Aynı açıklamada, 'Devletin güvenliğine ilişkin bilgileri temin etme, siyasi ve askeri casusluk, gizli kalması gereken bilgileri açıklama, terör örgütünün propagandasını yapma' suçlarından söz konusu yayınları yapanlar hakkında soruşturma başlatılmıştır' denildiğini belirten avukatlar, başlatılan soruşturmanın müvekkillerin tutuklanmasına gerekçe yapılan örgüte üye olmamakla birlikte bilerek yardım etme maddesiyle ilgisi olmadığını kaydetti.

Başsavcının yaptığı basın açıklamasından müvekkillerin tutuklandığı tarihe kadar 5,5 aylık süre geçmesine rağmen savcılıkta ifadelerinin alınması esnasında üye olmamakla birlikte örgüte bilerek yardım etme maddesinden suçlamayı gerektirecek bir fiil, delil ileri sürülmediği belirtildi.

Cumhurbaşkanı Recep Tayyip Erdoğan'ın "Bu haberi yapan kişi bunun bedelini ağır ödeyecek, öyle kolay bırakmam onu" demesini hatırlatan avukatlar, "Gerek yapılan suçlamanın ve öngörülen cezanın ağırlığı, gerek başta Cumhurbaşkanı olmak üzere en üst düzey devlet ve hükümet yetkililerinin bu konudaki olağan dışı tepki ve açıklamaları ortadayken dilediği zaman kaçması mümkün olan Can Dündar'ın 5,5 ay sonra tutuklanmasında kaçma şüphesinin varlığından söz edilebilir mi? Böyle bir şüphenin varlığını iddia etmek inandırıcı ve ikna edici olabilir mi? Müvekkillerden Erdem Gül, böyle bir soruşturmanın varlığından haberdar olarak Ankara'da gazetecilik faaliyetine devam etmiştir." dedi.

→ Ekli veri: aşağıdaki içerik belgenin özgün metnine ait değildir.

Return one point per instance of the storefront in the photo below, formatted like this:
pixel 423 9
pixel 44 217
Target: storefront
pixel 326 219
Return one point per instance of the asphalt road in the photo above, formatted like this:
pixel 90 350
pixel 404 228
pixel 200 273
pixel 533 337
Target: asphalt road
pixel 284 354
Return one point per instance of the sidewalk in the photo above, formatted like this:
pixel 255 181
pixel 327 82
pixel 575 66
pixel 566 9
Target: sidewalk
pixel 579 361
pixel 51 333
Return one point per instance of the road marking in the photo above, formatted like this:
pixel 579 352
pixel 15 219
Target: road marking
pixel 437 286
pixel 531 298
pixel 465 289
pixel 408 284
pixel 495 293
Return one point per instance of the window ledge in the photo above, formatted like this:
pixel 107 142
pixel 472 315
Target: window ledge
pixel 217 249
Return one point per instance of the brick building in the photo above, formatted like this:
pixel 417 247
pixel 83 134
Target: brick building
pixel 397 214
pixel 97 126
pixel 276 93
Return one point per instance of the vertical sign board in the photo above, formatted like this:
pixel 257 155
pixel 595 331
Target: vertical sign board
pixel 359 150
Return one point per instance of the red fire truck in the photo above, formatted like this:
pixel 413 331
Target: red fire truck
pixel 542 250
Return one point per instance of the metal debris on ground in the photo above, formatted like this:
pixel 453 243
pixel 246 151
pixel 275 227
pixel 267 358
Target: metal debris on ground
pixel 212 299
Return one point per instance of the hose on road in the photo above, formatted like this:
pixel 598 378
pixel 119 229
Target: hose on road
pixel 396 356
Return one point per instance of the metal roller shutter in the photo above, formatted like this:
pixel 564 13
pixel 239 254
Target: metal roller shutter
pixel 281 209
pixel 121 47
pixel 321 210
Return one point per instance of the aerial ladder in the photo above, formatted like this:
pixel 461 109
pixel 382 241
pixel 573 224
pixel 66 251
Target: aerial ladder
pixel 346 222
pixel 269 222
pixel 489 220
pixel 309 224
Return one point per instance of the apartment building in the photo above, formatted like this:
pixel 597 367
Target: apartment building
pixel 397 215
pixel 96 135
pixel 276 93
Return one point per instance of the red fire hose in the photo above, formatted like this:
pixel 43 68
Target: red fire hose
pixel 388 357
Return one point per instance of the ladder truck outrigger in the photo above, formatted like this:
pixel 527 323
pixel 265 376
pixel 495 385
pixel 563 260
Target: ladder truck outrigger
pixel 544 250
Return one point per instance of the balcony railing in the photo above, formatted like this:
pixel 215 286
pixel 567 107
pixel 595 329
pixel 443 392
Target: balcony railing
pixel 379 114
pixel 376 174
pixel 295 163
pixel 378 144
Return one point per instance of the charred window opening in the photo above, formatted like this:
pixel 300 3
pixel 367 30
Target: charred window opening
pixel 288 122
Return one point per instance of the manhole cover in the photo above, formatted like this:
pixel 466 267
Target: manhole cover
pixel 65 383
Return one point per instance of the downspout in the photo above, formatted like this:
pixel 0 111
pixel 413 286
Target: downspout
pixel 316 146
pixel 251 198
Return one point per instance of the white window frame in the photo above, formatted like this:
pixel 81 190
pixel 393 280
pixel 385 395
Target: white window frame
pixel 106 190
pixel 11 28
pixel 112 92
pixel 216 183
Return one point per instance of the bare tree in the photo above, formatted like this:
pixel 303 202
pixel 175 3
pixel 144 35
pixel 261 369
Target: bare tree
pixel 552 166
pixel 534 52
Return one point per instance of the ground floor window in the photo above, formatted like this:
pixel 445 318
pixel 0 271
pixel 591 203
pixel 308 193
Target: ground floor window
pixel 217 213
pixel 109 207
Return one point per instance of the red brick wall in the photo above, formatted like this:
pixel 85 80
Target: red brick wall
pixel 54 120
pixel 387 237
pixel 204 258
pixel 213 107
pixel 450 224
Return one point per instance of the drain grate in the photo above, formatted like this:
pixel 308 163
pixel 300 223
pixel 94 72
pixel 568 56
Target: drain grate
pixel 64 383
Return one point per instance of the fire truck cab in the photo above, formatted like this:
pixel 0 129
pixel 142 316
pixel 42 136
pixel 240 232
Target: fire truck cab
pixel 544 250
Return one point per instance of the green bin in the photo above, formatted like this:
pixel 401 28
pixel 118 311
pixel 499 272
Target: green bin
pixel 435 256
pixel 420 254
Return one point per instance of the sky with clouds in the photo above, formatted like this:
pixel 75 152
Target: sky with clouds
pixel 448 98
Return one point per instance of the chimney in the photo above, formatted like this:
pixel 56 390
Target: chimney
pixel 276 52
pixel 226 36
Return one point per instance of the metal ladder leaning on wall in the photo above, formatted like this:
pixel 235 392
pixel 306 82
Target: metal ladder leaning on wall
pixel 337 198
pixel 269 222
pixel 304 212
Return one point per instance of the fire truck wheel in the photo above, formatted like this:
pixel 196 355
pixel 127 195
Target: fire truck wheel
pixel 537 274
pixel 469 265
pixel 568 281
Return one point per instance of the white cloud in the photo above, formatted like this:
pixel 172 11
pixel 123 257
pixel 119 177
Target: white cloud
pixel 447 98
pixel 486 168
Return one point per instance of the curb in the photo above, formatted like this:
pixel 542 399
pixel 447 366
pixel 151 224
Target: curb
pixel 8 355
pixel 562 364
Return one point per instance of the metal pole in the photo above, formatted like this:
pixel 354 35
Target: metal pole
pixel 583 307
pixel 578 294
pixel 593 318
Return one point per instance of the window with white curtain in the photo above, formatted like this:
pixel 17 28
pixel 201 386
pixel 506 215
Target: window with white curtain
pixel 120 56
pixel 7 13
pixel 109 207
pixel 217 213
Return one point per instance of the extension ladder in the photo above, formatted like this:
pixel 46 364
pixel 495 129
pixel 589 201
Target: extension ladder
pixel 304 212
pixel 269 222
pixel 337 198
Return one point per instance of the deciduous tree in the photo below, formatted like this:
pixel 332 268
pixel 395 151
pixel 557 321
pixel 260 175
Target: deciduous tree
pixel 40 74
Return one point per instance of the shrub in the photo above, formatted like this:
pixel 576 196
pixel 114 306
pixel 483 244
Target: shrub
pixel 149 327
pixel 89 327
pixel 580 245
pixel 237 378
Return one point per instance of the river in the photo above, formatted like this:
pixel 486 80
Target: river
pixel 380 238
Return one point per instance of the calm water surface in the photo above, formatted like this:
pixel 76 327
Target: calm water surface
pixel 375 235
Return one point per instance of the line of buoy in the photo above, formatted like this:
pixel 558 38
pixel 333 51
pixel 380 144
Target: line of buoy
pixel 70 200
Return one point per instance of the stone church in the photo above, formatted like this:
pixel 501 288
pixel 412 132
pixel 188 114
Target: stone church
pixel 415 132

MİT TIR'ları ile taşınan malzemenin silah ve mühimmat olduğu bilgisinin 'devlet sırrı' niteliğinde olduğu iddiasının sır kavramına uymadığını savunan avukatlar, Cumhuriyet gazetesinde yayınlanmasından 1,5 yıl öncesinden itibaren TIR'larda taşınan malzemenin ne olduğuna dair yüzlerce haber ve görüntü yayınlandığını kaydetti. Ortada bir sır kalmadığını ifade eden avukatlar, "Bizzat kamu görevlileri, en üst düzey devlet yetkilileri bile dolaylı, imalı da olsa bu malzemeler konusunda bir çok kez kamuoyu önünde beyanda bulunmuşlardır." ifadelerini kullandı.

Avukatlar bu nedenlerle Dündar ve Gül'ün serbest bırakılmasını talep etti.

İki gazeteci 26 Kasım 2015 tarihinde İstanbul 7. Sulh Ceza Hakimliği tarafından tutuklanmıştı. Daha önceki itiraz ve tahliye talepleri reddedilmişti.